Key principle: The Evaluator should be tuned as a "skeptic" — better to wrongly reject than to pass low-quality code. If too strict (Generator never passes), lower the threshold to 6. If too lenient, add specific checklist items: "must have error handling," "must have type hints."

Q3: What if the Generator fails 3 consecutive rounds?

Three strategies by priority: (1) Degrade: Accept best attempt if score ≥ 5. (2) Re-plan: Return to Planner, decompose feature into smaller sub-features. (3) Human intervention: Pause loop, report specific issues to user.

Q4: How should Artifact file structure be designed?

Best practice: Machine-readable + Human-reviewable. Use Markdown with embedded code blocks. Artifacts serve as both agent input AND human audit points.

Q5: How does this three-agent architecture relate to microservices?

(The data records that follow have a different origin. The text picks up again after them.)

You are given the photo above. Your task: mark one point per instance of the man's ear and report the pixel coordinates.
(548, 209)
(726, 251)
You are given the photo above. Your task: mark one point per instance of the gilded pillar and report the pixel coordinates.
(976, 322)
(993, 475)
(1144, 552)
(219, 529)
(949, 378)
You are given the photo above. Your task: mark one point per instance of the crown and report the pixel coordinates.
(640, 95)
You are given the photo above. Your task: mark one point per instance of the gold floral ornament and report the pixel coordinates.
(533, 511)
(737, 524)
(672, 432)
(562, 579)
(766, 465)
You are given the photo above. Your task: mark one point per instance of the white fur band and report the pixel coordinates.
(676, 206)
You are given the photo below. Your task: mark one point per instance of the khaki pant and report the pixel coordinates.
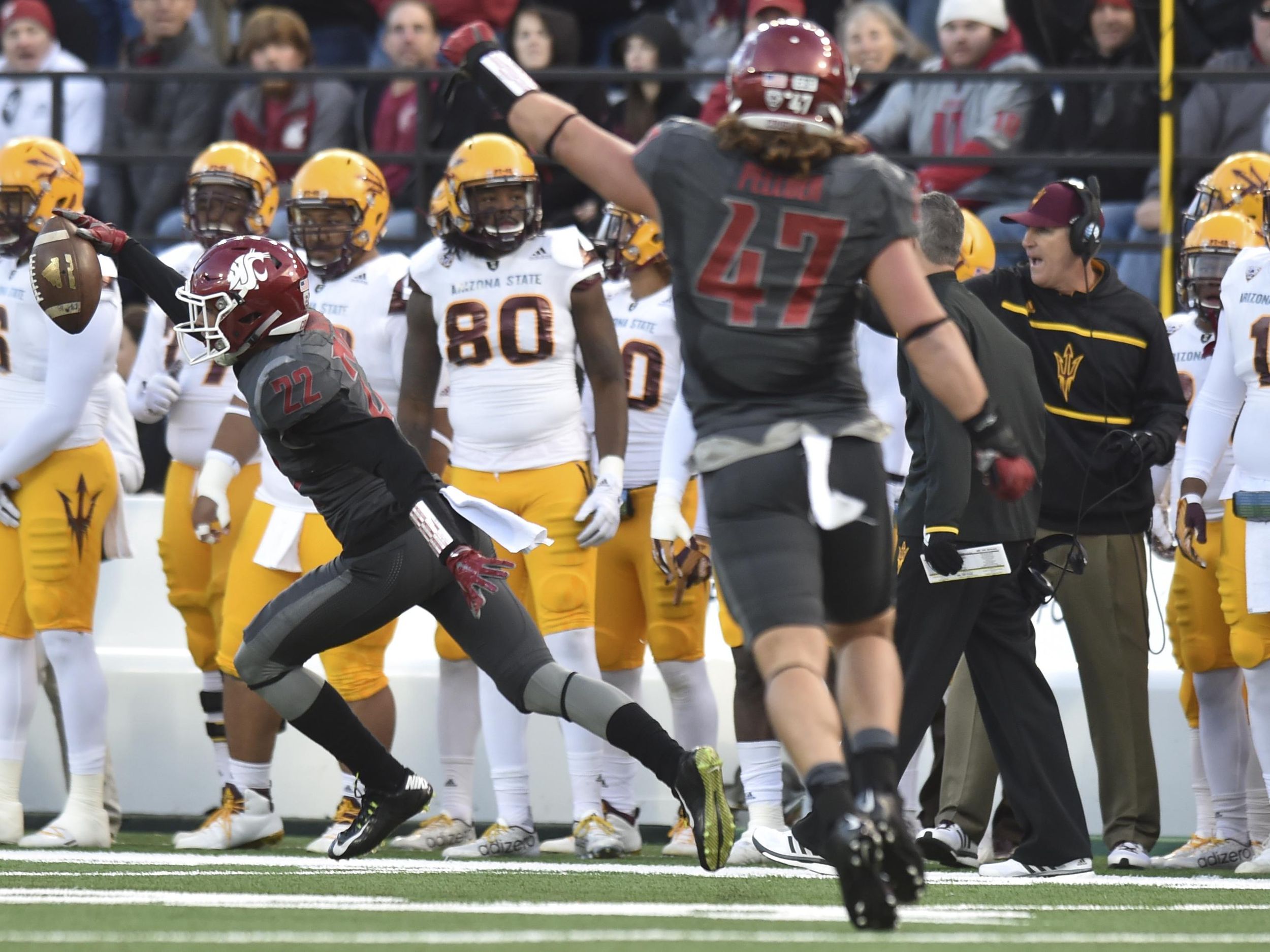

Microservice Concept	Three-Agent Architecture
API Gateway	Planner (routes and decomposes requests)
Service Worker	Generator (executes specific tasks)
Health Check	Evaluator (quality verification)
Service Contract	Artifact files (standardized interface)
Retry Policy	max_rounds loop
Circuit Breaker	Degradation strategy

Core parallel: Separation of concerns. Each component does one thing well, communicating through standardized interfaces (Artifacts). Microservice best practices directly apply to multi-agent system design.

Try It

cd learn-claude-code
python agents/s16_long_running_harness.py

Recommended prompts:

"Build a simple calculator with add, subtract, multiply, divide" — watch Planner decompose into features
"Create a user registration system with validation" — trigger multi-round Generator-Evaluator loop
"Build a markdown parser that handles headings and bold text" — see Evaluator scoring and feedback

References

Harness Design for Long-Running Applications — Anthropic, Mar 2026. Details the three-agent architecture (Planner/Generator/Evaluator), including "context anxiety" and the Fresh Context Window solution.
Building Effective Agents — Anthropic, Dec 2025. The Evaluator-Optimizer pattern's original definition; s16 extends this for long-running tasks.
Context Engineering — Anthropic, Sep 2025. Discusses Context Reset strategy — clearing context and transferring state through structured Artifacts.
GAN: Generative Adversarial Networks — Goodfellow et al. Academic inspiration for s16's three-agent architecture — adversarial role separation produces higher quality output.